"""This modules creates a continuous Q-function network."""

import torch
import torch.nn.functional as F
from garage.torch.modules import MLPModule
from garage.torch.modules.multi_headed_mlp_module import MultiHeadedMLPModule
from torch import nn

from src.modules import AlternateAttention


class AdaptiveMLPQFunction(nn.Module):
    """
    Implements a continuous MLP Q-value network.

    It predicts the Q-value for all actions based on the history of experiments.
    It uses a PyTorch neural network module to fit the function of Q(s, a).
    Inputs to the encoder should be of the shape
    (batch_dim, history_length, obs_dim)

    Args:
            env_spec (garage.envs.env_spec.EnvSpec): Environment specification.
            encoder_sizes (list[int]): Output dimension of dense layer(s) for
            the MLP for encoder. For example, (32, 32) means the MLP consists
            of two hidden layers, each with 32 hidden units.
        encoder_nonlinearity (callable): Activation function for intermediate
            dense layer(s) of encoder. It should return a torch.Tensor.
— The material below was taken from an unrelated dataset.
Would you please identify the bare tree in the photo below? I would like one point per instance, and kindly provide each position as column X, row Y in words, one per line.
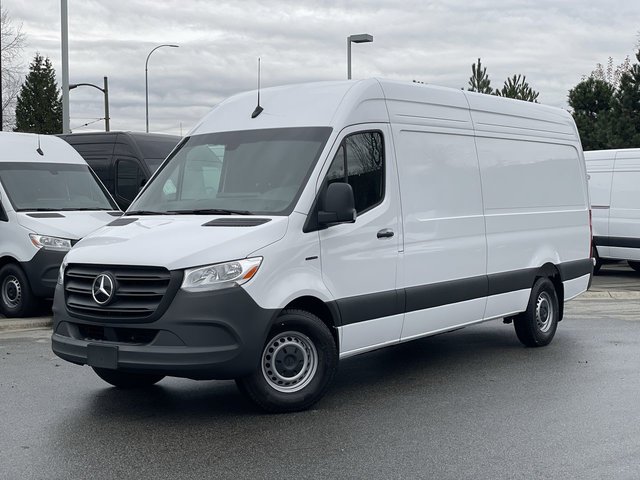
column 12, row 41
Set it
            to None to maintain a linear activation.
        encoder_output_nonlinearity (callable): Activation function for encoder
            output dense layer. It should return a torch.Tensor. Set it to None
            to maintain a linear activation.
        encoding_dim (int): Output dimension of output dense layer for encoder.
        emitter_sizes (list[int]): Output dimension of dense layer(s) for
            the MLP for emitter.
        emitter_nonlinearity (callable): Activation function for intermediate
            dense layer(s) of emitter.
        emitter_output_nonlinearity (callable): Activation function for emitter
            output dense layer.
    """

    def __init__(
        self,
        env_spec,
        encoder_sizes=(32, 32),
        encoder_nonlinearity=nn.ReLU,
        encoder_output_nonlinearity=None,
        encoding_dim=16,
        emitter_sizes=(32, 32),
        emitter_nonlinearity=nn.ReLU,
        emitter_output_nonlinearity=None,
        **kwargs,
    ):
        super().__init__()
        self._env_spec = env_spec
        self._obs_dim = env_spec.observation_space.flat_dim
        self._action_dim = env_spec.action_space.flat_dim

        self._encoder = MLPModule(
            input_dim=self._obs_dim,
            output_dim=encoding_dim,
            hidden_sizes=encoder_sizes,
            hidden_nonlinearity=encoder_nonlinearity,
            output_nonlinearity=encoder_output_nonlinearity,
            **kwargs,
        )

        self._emitter = MLPModule(
            input_dim=encoding_dim + self._action_dim,
            output_dim=1,
            hidden_sizes=emitter_sizes,
            hidden_nonlinearity=emitter_nonlinearity,
            output_nonlinearity=emitter_output_nonlinearity,
            **kwargs,
        )

    def forward(self, observations, actions, mask=None):
        """Return Q-value(s)."""
        encoding = self._encoder.forward(observations)
        if mask is not None:
            encoding = encoding * mask
        pooled_encoding = encoding.sum(dim=-2)
        if self._env_spec.action_space.is_discrete and actions.shape[-1] == 1:
            actions = F.one_hot(actions.squeeze(dim=-1), self._action_dim)
        return self._emitter.forward(torch.cat([pooled_encoding, actions], -1))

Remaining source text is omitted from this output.